We're in the process of getting all our U.S. documents together for French citizenship application. We've got birth certificates, marriage licenses, death certificates (parents), police background checks, all properly government issued and apostilled by the the proper authority.

I'm getting appropriate court recognised translations of all these documents into French. Do I need to have the apostille page translated too ? I've seen some translation services break out this cost separately (that may be a clue).

Note that this is for the French Citizenship application, which is stricter than something like CPAM.


----------



## pgcfriend2

This link below is from the Los Angeles French Consulate regarding asking for French nationality by marriage. Under the section "*Les pièces à fournir"* there are three PDF files that you can download.

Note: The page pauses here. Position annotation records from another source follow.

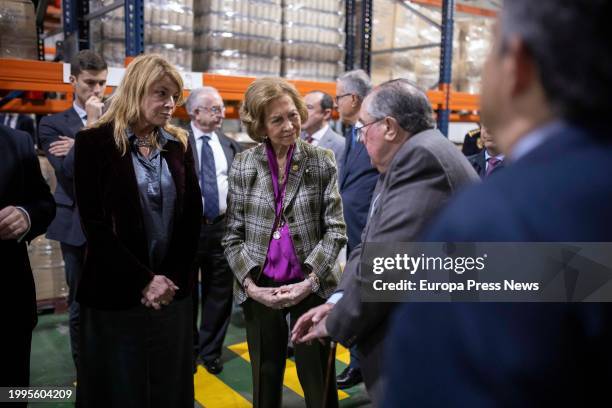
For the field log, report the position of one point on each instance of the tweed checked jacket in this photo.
(312, 208)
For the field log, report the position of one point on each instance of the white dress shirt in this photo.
(220, 164)
(318, 135)
(81, 112)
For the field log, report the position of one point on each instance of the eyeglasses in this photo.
(360, 130)
(338, 97)
(217, 110)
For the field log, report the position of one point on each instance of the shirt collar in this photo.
(197, 133)
(80, 111)
(319, 133)
(165, 136)
(499, 157)
(535, 138)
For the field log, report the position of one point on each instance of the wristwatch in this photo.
(314, 282)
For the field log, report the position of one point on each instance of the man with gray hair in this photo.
(420, 170)
(547, 105)
(357, 180)
(213, 154)
(316, 130)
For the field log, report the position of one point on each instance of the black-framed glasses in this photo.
(217, 110)
(338, 97)
(360, 130)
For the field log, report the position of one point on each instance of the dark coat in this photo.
(515, 354)
(357, 181)
(479, 164)
(116, 266)
(230, 148)
(21, 185)
(66, 227)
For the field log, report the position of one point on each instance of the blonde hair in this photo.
(124, 110)
(259, 95)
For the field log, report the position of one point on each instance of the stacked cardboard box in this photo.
(313, 39)
(238, 37)
(17, 29)
(168, 30)
(395, 26)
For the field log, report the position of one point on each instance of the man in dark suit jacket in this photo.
(420, 169)
(490, 159)
(26, 209)
(357, 181)
(213, 153)
(316, 129)
(56, 136)
(20, 122)
(557, 188)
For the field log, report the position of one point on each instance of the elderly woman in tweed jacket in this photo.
(284, 231)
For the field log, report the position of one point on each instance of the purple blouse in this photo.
(282, 264)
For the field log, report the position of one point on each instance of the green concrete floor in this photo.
(51, 364)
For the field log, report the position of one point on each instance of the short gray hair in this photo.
(356, 82)
(403, 101)
(194, 97)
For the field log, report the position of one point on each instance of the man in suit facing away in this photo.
(20, 122)
(357, 180)
(420, 170)
(548, 108)
(490, 159)
(213, 153)
(26, 209)
(56, 133)
(316, 129)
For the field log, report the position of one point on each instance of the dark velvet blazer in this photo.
(21, 185)
(116, 263)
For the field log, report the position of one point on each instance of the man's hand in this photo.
(295, 292)
(94, 108)
(269, 297)
(311, 325)
(62, 146)
(160, 291)
(13, 223)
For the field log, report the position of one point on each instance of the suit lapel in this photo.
(296, 169)
(172, 153)
(263, 173)
(227, 148)
(128, 179)
(74, 121)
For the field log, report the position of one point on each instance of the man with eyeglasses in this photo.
(420, 170)
(213, 154)
(316, 128)
(357, 180)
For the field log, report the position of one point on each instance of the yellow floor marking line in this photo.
(290, 380)
(210, 391)
(343, 354)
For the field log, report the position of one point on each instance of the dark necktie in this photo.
(493, 162)
(349, 133)
(208, 175)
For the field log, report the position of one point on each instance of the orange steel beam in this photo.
(31, 75)
(463, 8)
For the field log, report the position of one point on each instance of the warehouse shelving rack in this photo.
(30, 75)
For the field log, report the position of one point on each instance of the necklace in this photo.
(143, 142)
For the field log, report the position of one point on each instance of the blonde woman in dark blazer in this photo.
(140, 206)
(284, 231)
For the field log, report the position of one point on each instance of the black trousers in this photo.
(15, 370)
(267, 336)
(214, 294)
(136, 358)
(74, 256)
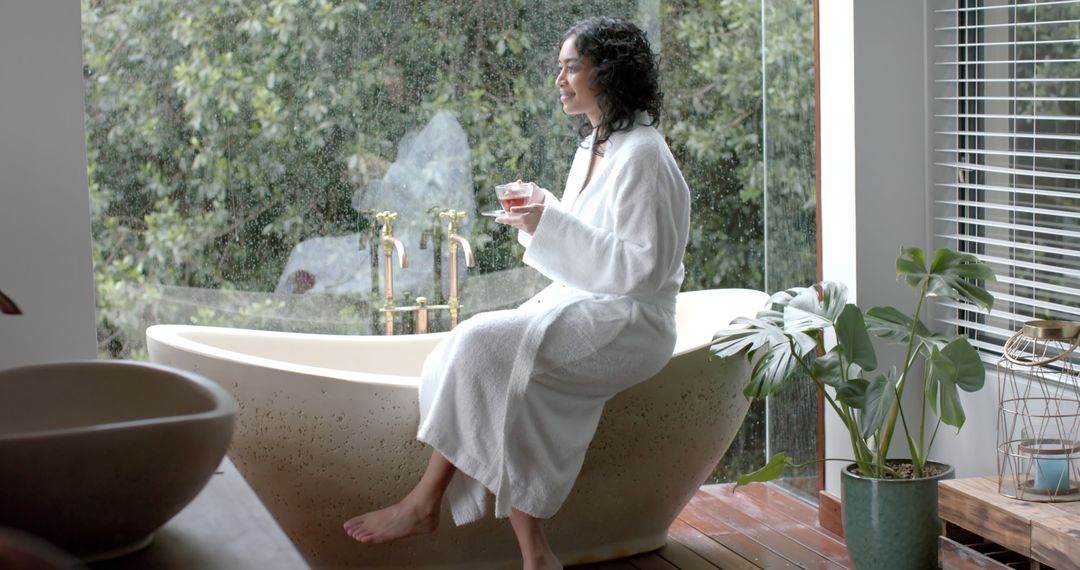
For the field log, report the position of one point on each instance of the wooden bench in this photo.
(984, 529)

L’acquisition de la nationalité française à raison du mariage

The first PDF lists the documents required to apply for citizenship by marriage. I have attached that PDF. Section 3a talks about the birth certificate and says that both the birth certificate and the apostille have to be translated into French.

I don't know your situation but I would get all the apostilles translated.

Note: A few months ago I submitted an application for a document that needed to be filed with the registry. I found out that they had changed the list of documents needed but hadn't updated the PDF on the website. I had to pay for a second prepaid envelope to send back everything because of their error. Afterwards I sent an email of the text from the PDF stating what I needed and have them verify it was accurate. I strongly suggest that you do the same before sending your application. I'd hate for you to send it and find out it's wrong, especially since they say it can take a year to process citizenship requests.


----------



## kingalbert4321

It's very simple to get the apostilles translated, so I'm going to get it done. Your reference to point 3a in the document is clear. 

French citizenship application has now moved to an on-line system for many departments, including ours. They have a document simulator which generates a list of required documents, but the on-line system appears to determine the document list after completing all the individual questions. I'll be sure to compare the two lists to see if they align.

Thanks for the help.


----------



## pgcfriend2

That's great they have the online system in France. I would hope there's a slim chance of the online system being wrong but you never know. I'm in the US. I will contact the LA consulate to see if the online system is available here.


----------



## BackinFrance

pgcfriend2 said:


> That's great they have the online system in France. I would hope there's a slim chance of the online system being wrong but you never know. I'm in the US. I will contact the LA consulate to see if the online system is available here.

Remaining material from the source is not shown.